# Fichiers "autres"



## manonaude (6 Mai 2012)

Bonjour,

J'ai cherché au préalable si ma question avait été posée en vain..
J'ai 275,7 Go de fichiers autres sur mon Mac Book pro .. Je m'en sert essetiellement pour les cours, ceux ci commencent à membeter réellement car il s'affiche souvent un message me signalant que mon disque de demarrage est presque plein.

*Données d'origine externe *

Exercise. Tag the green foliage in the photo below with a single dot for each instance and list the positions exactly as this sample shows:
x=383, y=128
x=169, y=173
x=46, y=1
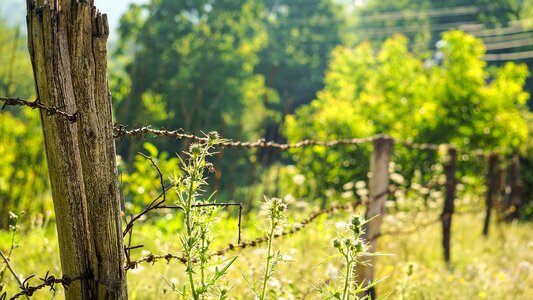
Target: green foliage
x=301, y=35
x=192, y=66
x=142, y=184
x=24, y=184
x=393, y=92
x=200, y=214
x=276, y=210
x=16, y=77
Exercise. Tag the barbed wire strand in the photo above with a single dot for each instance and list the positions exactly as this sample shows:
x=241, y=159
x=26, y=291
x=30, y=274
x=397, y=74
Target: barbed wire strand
x=423, y=225
x=151, y=258
x=48, y=281
x=10, y=268
x=50, y=110
x=121, y=132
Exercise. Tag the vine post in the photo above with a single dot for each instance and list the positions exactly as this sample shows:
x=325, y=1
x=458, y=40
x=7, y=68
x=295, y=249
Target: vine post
x=493, y=189
x=375, y=208
x=450, y=166
x=67, y=45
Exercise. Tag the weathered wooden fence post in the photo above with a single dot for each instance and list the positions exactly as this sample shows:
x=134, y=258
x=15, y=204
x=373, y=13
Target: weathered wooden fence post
x=449, y=198
x=67, y=44
x=492, y=183
x=513, y=189
x=375, y=209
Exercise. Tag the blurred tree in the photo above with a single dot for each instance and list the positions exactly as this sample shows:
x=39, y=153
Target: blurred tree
x=301, y=35
x=192, y=67
x=396, y=93
x=24, y=184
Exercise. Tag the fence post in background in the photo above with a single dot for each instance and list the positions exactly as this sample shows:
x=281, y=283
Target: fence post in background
x=67, y=45
x=491, y=183
x=375, y=208
x=450, y=166
x=513, y=189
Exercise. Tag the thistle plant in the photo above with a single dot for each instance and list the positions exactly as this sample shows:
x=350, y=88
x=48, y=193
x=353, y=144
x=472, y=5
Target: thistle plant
x=199, y=214
x=276, y=219
x=351, y=248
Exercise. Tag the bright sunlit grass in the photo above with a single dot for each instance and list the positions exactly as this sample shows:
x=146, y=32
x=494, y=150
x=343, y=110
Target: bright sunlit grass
x=499, y=267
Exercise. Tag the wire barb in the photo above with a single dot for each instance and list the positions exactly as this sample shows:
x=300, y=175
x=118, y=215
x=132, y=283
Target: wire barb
x=151, y=258
x=47, y=281
x=50, y=110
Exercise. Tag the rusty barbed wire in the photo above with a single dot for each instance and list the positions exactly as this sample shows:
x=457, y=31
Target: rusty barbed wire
x=246, y=244
x=48, y=281
x=50, y=110
x=423, y=225
x=121, y=132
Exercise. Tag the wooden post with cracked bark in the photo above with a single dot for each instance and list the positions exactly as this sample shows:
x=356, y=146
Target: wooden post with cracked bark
x=450, y=164
x=493, y=189
x=67, y=44
x=375, y=208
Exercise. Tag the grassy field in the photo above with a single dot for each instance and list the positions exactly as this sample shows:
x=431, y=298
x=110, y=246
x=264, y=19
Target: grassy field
x=499, y=267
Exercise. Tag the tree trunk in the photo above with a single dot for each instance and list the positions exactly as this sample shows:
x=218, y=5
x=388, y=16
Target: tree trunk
x=67, y=44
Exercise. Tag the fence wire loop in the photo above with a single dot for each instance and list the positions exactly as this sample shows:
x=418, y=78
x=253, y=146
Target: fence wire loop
x=151, y=258
x=47, y=281
x=49, y=110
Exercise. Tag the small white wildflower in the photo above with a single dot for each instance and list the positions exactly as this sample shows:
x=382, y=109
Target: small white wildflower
x=397, y=178
x=332, y=272
x=360, y=184
x=140, y=189
x=291, y=169
x=298, y=179
x=348, y=185
x=362, y=192
x=289, y=198
x=347, y=194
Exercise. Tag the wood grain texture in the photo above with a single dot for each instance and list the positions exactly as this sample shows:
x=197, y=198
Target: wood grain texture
x=375, y=209
x=67, y=43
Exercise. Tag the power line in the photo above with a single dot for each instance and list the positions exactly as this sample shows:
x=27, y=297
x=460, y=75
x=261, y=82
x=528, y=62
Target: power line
x=507, y=38
x=508, y=56
x=521, y=26
x=413, y=28
x=436, y=12
x=510, y=44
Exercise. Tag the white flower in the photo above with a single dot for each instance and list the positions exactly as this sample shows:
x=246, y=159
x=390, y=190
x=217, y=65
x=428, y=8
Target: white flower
x=397, y=178
x=298, y=179
x=360, y=184
x=140, y=189
x=348, y=185
x=332, y=272
x=347, y=194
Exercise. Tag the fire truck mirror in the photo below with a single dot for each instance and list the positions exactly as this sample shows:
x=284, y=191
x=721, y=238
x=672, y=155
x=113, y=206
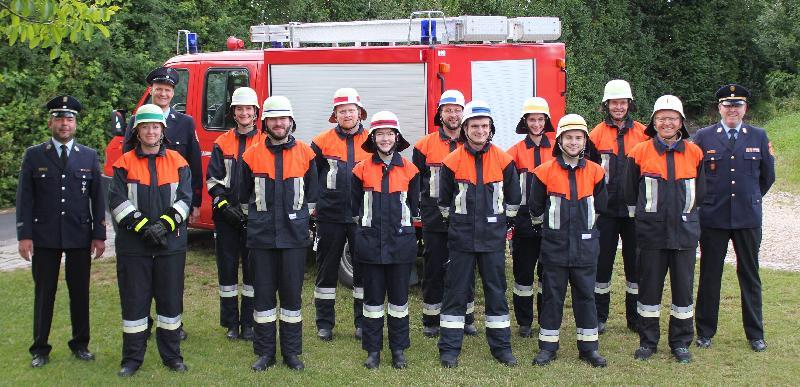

La semaine dernière j'ai du virer toutes les musiques, iTunes et compagnie afin de pouvoir enregistrer un word, chose que je ne pouvais pas faire sans ça ... Ce problème est vraiment embêtant surtout que j'ai acheter mon MacBook il y a juste 7 mois ! Je n'ai jamais eut ce problème avec mon iMac...
Comment puis je supprimer mes fichiers autres ?

Merci !


----------



## Arlequin (8 Mai 2012)

bonjour et bienvenue

sujet pourtant récurrent 

exemple 1 (clic)

exemple 2 (clic)

exemple 3 (clic)
...

à+


----------



## subsole (8 Mai 2012)

Bonjour, 
Mac Os comptabilise dans "Autre" tout ce que le Système ne comptabilise pas dans  "Audio", "Vidéos", "Photos", "Apps" ou "Copies".
Par exemple les MKV ou les VIDEO_TS, même s'ils sont "amoureusement" rangés dans le dossier Vidéo de l'User sont comptabilisés dans "Autre". et non dans "Vidéos"
Bref, tu peux être certain que tous les Go comptabilisés existent bien sur ton Mac.
En conclusion, je pense que tu as besoin d'un DD plus grand. ^^


----------